Ils ont beau être passionnés et investis, les profs, jeunes et vieux, ont souvent l’impression que tout ce travail n’est pas valorisé et que leur contribution à la société n’est pas reconnue à sa juste valeur.
Mais que font vraiment les profs de cégep?
Au-delà de la préparation-prestation-évaluation, au-delà de l’encadrement-discipline-gestion de classe, nous, profs de cégep, transmettons des connaissances, des compétences, des valeurs, des histoires. Nous enseignons des savoirs, des savoir-être, des savoir-faire. Nous permettons aux jeunes d’explorer, de découvrir, d’élargir leur horizon.

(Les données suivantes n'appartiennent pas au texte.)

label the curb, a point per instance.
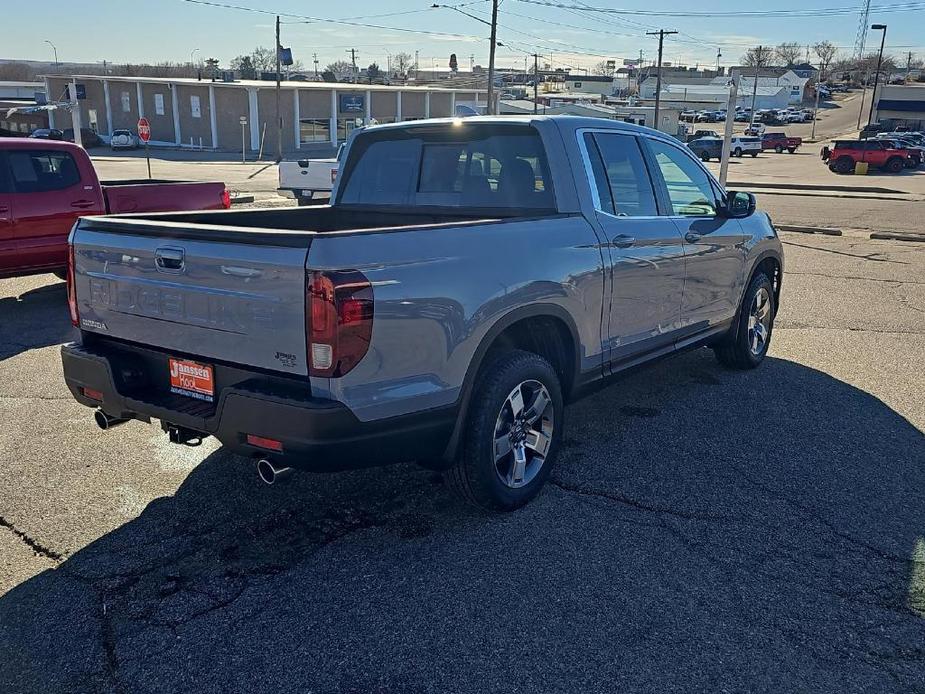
(811, 230)
(897, 236)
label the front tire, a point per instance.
(747, 343)
(512, 433)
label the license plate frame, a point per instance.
(191, 379)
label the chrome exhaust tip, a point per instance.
(271, 473)
(106, 421)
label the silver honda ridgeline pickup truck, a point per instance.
(469, 278)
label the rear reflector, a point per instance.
(92, 394)
(261, 442)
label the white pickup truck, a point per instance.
(308, 180)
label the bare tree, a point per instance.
(825, 51)
(788, 54)
(402, 65)
(759, 56)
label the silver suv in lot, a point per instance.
(470, 277)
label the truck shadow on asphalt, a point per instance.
(37, 318)
(704, 530)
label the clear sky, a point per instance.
(159, 30)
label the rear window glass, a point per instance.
(37, 171)
(478, 166)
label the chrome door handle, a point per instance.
(623, 240)
(169, 259)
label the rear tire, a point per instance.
(485, 474)
(750, 336)
(844, 165)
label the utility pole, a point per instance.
(661, 33)
(873, 96)
(491, 57)
(353, 61)
(279, 117)
(759, 61)
(727, 131)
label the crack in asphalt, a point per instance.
(619, 498)
(36, 546)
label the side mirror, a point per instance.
(740, 204)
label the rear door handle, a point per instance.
(169, 259)
(623, 240)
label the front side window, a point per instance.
(478, 166)
(622, 178)
(38, 171)
(689, 188)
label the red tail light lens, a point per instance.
(72, 287)
(338, 320)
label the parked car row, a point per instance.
(120, 139)
(710, 146)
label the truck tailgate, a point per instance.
(242, 303)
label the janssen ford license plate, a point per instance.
(192, 379)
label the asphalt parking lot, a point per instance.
(705, 530)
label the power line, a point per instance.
(808, 12)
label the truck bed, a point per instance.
(291, 227)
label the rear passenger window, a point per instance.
(497, 167)
(39, 171)
(689, 187)
(622, 179)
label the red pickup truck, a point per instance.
(779, 142)
(882, 154)
(46, 185)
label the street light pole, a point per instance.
(55, 50)
(491, 58)
(873, 96)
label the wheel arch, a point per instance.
(546, 329)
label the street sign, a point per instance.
(144, 129)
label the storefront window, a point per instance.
(345, 126)
(314, 130)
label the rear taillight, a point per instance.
(72, 287)
(338, 320)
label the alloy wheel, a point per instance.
(523, 434)
(759, 322)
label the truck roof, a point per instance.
(36, 143)
(564, 122)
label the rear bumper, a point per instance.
(317, 434)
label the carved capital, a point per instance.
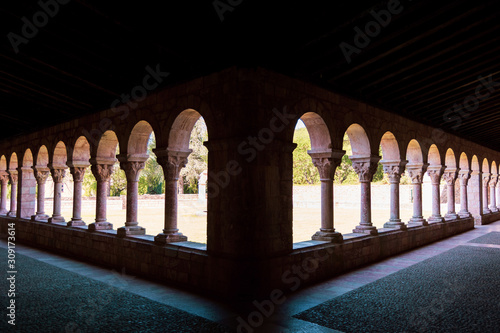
(41, 175)
(365, 168)
(132, 169)
(4, 177)
(464, 177)
(394, 170)
(102, 172)
(77, 173)
(13, 176)
(416, 172)
(450, 176)
(435, 173)
(172, 162)
(57, 174)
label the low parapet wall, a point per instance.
(190, 265)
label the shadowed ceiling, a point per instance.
(434, 62)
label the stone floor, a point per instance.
(249, 318)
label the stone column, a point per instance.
(394, 169)
(13, 193)
(102, 172)
(416, 173)
(57, 176)
(172, 162)
(435, 173)
(464, 179)
(365, 167)
(132, 170)
(450, 176)
(41, 174)
(4, 179)
(77, 172)
(327, 162)
(493, 201)
(486, 180)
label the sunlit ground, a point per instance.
(192, 221)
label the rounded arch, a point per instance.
(359, 141)
(450, 160)
(486, 166)
(106, 148)
(42, 158)
(60, 155)
(475, 163)
(180, 131)
(390, 147)
(3, 163)
(318, 131)
(139, 138)
(81, 151)
(28, 158)
(13, 162)
(433, 157)
(414, 153)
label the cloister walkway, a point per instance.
(191, 312)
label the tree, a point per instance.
(304, 171)
(197, 160)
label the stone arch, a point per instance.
(464, 162)
(414, 153)
(475, 164)
(13, 162)
(433, 156)
(42, 158)
(60, 155)
(318, 131)
(486, 166)
(3, 163)
(359, 141)
(493, 168)
(390, 147)
(106, 149)
(138, 140)
(450, 160)
(81, 151)
(27, 159)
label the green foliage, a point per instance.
(304, 171)
(197, 160)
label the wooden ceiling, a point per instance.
(430, 59)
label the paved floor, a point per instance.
(249, 320)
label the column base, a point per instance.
(76, 223)
(39, 217)
(464, 215)
(365, 229)
(435, 219)
(170, 238)
(328, 236)
(130, 231)
(451, 216)
(100, 226)
(417, 222)
(395, 224)
(56, 219)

Nous les sensibilisons aux enjeux sociaux et environnementaux. Nous formons des travailleuses et des travailleurs, des citoyennes et des citoyens, de futurs universitaires. Nous les soutenons et les orientons dans leurs projets. Nous suscitons et nourrissons des passions. Nous recollons parfois des jeunes en mille miettes. Nous en prenons soin et nous développons leur autonomie. Nous tentons, par tous les moyens, d’en faire des femmes et des hommes épanouis et engagés. Et pour faire tout cela, nous avons besoin de temps. Nous avons besoin de ressources qui permettent d’alléger la tâche.

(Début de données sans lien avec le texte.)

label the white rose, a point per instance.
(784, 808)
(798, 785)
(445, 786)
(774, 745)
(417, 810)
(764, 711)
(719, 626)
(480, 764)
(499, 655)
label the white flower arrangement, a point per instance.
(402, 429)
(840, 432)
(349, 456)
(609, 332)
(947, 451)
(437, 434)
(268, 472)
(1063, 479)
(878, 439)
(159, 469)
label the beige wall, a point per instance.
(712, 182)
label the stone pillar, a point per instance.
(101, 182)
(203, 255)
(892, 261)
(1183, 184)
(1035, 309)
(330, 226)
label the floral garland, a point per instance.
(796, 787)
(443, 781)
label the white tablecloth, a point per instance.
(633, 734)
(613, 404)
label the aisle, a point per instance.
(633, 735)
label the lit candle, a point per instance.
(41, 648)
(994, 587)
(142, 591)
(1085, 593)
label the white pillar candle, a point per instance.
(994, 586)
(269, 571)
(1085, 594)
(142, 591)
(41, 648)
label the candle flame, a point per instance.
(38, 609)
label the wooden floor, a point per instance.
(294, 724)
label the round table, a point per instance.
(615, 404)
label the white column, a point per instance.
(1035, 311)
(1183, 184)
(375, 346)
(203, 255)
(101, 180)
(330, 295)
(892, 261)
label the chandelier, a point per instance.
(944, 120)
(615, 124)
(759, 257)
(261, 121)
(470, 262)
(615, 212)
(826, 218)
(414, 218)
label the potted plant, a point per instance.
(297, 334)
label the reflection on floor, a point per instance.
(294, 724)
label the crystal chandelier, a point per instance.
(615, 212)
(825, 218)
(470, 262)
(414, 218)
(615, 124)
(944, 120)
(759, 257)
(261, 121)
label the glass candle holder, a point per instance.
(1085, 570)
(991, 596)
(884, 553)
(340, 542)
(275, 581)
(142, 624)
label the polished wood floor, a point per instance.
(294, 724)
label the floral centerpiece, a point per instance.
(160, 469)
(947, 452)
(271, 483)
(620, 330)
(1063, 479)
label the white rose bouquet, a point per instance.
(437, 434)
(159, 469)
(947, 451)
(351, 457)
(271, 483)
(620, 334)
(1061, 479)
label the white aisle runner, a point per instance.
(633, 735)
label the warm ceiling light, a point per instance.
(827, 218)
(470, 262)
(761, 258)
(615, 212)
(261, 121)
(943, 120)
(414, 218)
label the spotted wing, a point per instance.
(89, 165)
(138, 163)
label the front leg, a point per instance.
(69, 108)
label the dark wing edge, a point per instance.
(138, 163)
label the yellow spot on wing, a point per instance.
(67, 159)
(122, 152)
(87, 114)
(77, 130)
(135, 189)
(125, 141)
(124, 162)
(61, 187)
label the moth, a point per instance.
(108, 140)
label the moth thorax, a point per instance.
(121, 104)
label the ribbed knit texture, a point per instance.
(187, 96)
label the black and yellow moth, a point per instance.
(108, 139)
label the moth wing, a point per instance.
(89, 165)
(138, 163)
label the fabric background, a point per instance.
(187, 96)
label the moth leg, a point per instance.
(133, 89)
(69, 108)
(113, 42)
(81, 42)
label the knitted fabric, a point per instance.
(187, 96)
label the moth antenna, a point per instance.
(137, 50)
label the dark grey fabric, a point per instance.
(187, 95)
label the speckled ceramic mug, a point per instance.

Que veulent les profs de cégep?
D’une négociation de convention collective à l’autre, les demandes se suivent et se ressemblent. Si la négo de 2010, grâce à la concertation des syndicats et de la Fédération des cégeps, a permis des ajouts de ressources, la négo de 2015 a plutôt fait stagner la profession, comme le décret de 2005. Le fameux rangement 23, qui ne s’applique malheureusement pas aux nouvelles et nouveaux profs, a éclipsé presque toutes les demandes concernant la tâche — une tâche lourdement esquintée par les compressions budgétaires.
La pente à remonter est donc à pic. Mais nos demandes sont claires : une tâche enseignante plus réaliste et des conditions de travail plus humaines; une meilleure sécurité d’emploi; l’obligation pour les collèges d’adopter de véritables mesures de conciliation famille-travail; la reconnaissance de notre expertise disciplinaire et le respect de notre autonomie professionnelle; la prise en compte de l’impact du virage numérique sur la tâche.
Bref, nous demandons un peu d’air... et de respect. Cela devrait non seulement nous permettre de respirer, mais pourrait attirer davantage les nouvelles et les nouveaux enseignants… et nous aider à les garder. Espérons que le gouvernement (employeur-législateur, ne l’oublions pas) sera sensible à ces demandes et contribuera vraiment à valoriser notre profession, comme François Legault l’a promis dans son premier discours officiel à l’Assemblée nationale, en novembre 2018. « Être un enseignant, a-t-il dit, ça devrait être parmi les emplois les plus prestigieux dans notre société. » Il a même eu quelques bons mots pour l’éducation supérieure, qu’il a présentée comme « un levier pour créer de la richesse, pour les étudiants d’abord mais aussi pour toute la société ». Bien vu. Et cette richesse, ne l'oublions pas, n’est pas seulement économique.
La reconnaissance des pairs
Nous la connaissons bien, nous, la valeur de votre travail et de votre engagement. C’est pourquoi le Comité de coordination syndicale, en collaboration avec la direction des études, tient à souligner la Journée mondiale des enseignantes et des enseignants. Comme l’année dernière, nous distribuerons du café et des carrés au riz soufflé le lundi 7 octobre à l’entrée principale entre 7 h 45 et 8 h 15, puis nous ferons une tournée vers 10 h. C’est peu de chose, mais voyez-le comme un petit baume sur votre grand cœur d’enseignante ou d’enseignant qui, à l’aube de la mi-session, sera peut-être un peu fatigué. En espérant que cette petite attention vous donnera un peu d’énergie pour la suite — et pour la négo!